Tuesday, 07 July 2009

  • What Fanfiction Has Done for Me

    Yeah, I'm one of those people. One of those crazy, rabid fangirls who can't leave well enough alone and has to, upon seeing a movie, book, TV show, newspaper clipping (okay, maybe not that) that catches her fancy, go and write a story about it of her own.

    You're right, you do have to be obsessed with a fandom to write any fanfiction worth reading. You're right, you need to know the characters in and out. And you're right, you pretty much have to have no life. But let me tell you this: my writing would not be the same without fanfiction.

    Fanfiction.net is where I post my stories, which are mostly Harry Potter stories, with one just added pertaining to the scifi miniseries, Tin Man. When I first started posting, nearly no one had read anything original that I'd written, and when they did, all I got back was how awesome it was. I was twelve years old - it was not awesome. For a twelve year old, maybe, but certainly not professional quality.

    On the internet, nobody knows what age you are.

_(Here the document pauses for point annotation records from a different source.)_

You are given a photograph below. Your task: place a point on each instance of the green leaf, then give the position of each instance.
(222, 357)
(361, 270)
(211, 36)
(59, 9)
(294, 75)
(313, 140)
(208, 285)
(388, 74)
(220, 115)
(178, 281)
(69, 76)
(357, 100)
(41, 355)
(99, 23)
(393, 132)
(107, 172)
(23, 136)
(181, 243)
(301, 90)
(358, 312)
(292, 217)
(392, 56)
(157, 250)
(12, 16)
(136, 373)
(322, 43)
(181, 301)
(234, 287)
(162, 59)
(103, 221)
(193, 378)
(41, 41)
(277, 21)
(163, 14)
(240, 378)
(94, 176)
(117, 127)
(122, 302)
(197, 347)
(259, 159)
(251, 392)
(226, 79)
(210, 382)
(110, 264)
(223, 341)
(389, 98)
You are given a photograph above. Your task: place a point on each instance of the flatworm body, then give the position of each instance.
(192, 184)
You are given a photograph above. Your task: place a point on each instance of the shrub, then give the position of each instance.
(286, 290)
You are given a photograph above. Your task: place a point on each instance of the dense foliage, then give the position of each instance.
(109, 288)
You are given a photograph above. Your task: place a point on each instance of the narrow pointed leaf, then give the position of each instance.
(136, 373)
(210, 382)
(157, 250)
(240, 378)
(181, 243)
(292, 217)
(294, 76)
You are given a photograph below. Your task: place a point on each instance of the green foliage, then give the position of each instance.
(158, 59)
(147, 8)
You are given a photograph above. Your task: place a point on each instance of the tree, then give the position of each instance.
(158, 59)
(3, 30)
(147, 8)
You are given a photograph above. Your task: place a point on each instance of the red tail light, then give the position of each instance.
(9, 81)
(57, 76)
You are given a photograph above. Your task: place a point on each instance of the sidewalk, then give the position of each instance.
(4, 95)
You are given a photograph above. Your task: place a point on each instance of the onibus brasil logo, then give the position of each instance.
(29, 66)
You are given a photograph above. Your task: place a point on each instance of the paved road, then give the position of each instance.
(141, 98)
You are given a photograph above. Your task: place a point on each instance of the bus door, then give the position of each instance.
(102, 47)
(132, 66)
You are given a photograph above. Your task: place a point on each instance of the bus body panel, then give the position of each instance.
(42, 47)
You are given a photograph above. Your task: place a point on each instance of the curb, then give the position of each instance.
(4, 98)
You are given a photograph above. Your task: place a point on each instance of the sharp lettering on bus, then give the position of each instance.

Nobody knows your background. All they know is what you put in front of them - and what I put in front of them were some truly dreadful stories. And people, bless their hearts whoever they are, told me so. The nice ones told me how to improve and the mean ones told me to go die in a pit (joke's on them, I'm already in a pit), but either way, I realized that something was wrong with the way I was writing.

    And lo and behold, I started to improve.

    With stories that came completely out of my own head, I was too embarrassed to show them to anyone I knew. Fanfiction.net's sister site, Fictionpress, doesn't get a lot of reviews per story, so even the few I posted there didn't get me a lot of feedback. Fanfiction was my one way to be told what I was doing wrong and how to fix it.

    Without fanfiction, I wouldn't be as good a writer as I am now. I realize it's a super nerdy passtime, but honestly, I still have a lot to learn about writing. I will never publish any of the fanfiction stories I've written (copyright infringement, anyone?) and I will never be recognized for them beyond my screenname, but it's an outlet. Fanfiction is a writing excercise. You get used to keeping people in character, to knowing the inside and out of other people's stories, so you can know the inside and out of your own.

    That, and I get to bend other people's characters to my evil whim. Muahaha! ... Eh-hem. Anyway.

    My writing wouldn't be what it is right now without someone on fanfiction.net telling me that I wasn't up to snuff, and though those stories, those stepping stones, won't ever have any literary merit of their own, they've helped build someone who (arguably) knows what she's doing. At least, a little bit more than she did when she was twelve.